Gov. Kenny Guinn says he will start Thursday to lay out budget cuts designed to reduce state government spending another 3 percent.
Guinn made the comments as he left a three-hour session with budget director Perry Comeaux to go over the proposed cuts submitted by state agencies. The governor made it clear that, if the budget shortfall continues to grow, he could be forced to increase his request for money from the state's $134 million rainy-day fund to more than $100 million.
The state's projected budget shortfall is nearly $300 million by the end of this fiscal year.
Guinn said he and lawmakers can begin to restore the emergency fund once the 2003 Legislature is in session. "Why would you save it?" he said of the rest of that fund.
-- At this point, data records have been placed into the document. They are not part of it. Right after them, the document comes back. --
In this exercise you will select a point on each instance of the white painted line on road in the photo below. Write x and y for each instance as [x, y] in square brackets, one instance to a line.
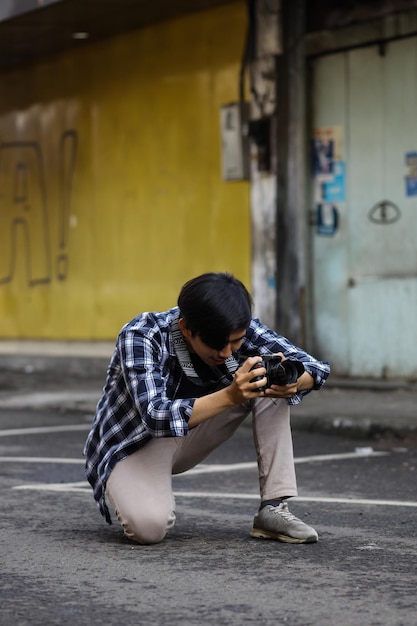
[83, 487]
[250, 496]
[203, 468]
[36, 459]
[80, 487]
[42, 430]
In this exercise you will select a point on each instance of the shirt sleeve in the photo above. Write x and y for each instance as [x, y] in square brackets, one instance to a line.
[262, 340]
[142, 360]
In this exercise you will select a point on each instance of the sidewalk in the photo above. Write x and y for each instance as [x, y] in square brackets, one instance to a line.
[69, 376]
His chief of staff, Marybel Batjer, said agencies each presented their plan to meet the 3 percent cut ordered by Guinn, but that Tuesday's meeting was the first chance Guinn had had to review the numbers.
"We're going over it line by line," said Guinn. "We just couldn't get through it all."
Guinn said he doesn't want to "start cutting piecemeal." He said he doesn't want to hit any one agency or program harder than necessary.
"When you see them, you'll see we're not trying to hurt any one area," he said.
He said some areas including health services and prisons "are really holding me up."
The 3 percent cuts are in addition to those reductions Guinn already has made, including delaying the start of some new programs and freezing vacant positions unless they are critical.
He has pulled back millions budgeted for one-shot costs from maintenance and remodels to new equipment such as cars and computers.
During the legislative special session, Guinn supported a bill mandating state agencies cover increased costs of state-worker health benefits. But that legislation did so without putting any extra money in their budgets for it, which means state agencies have to find the funds in their existing budgets.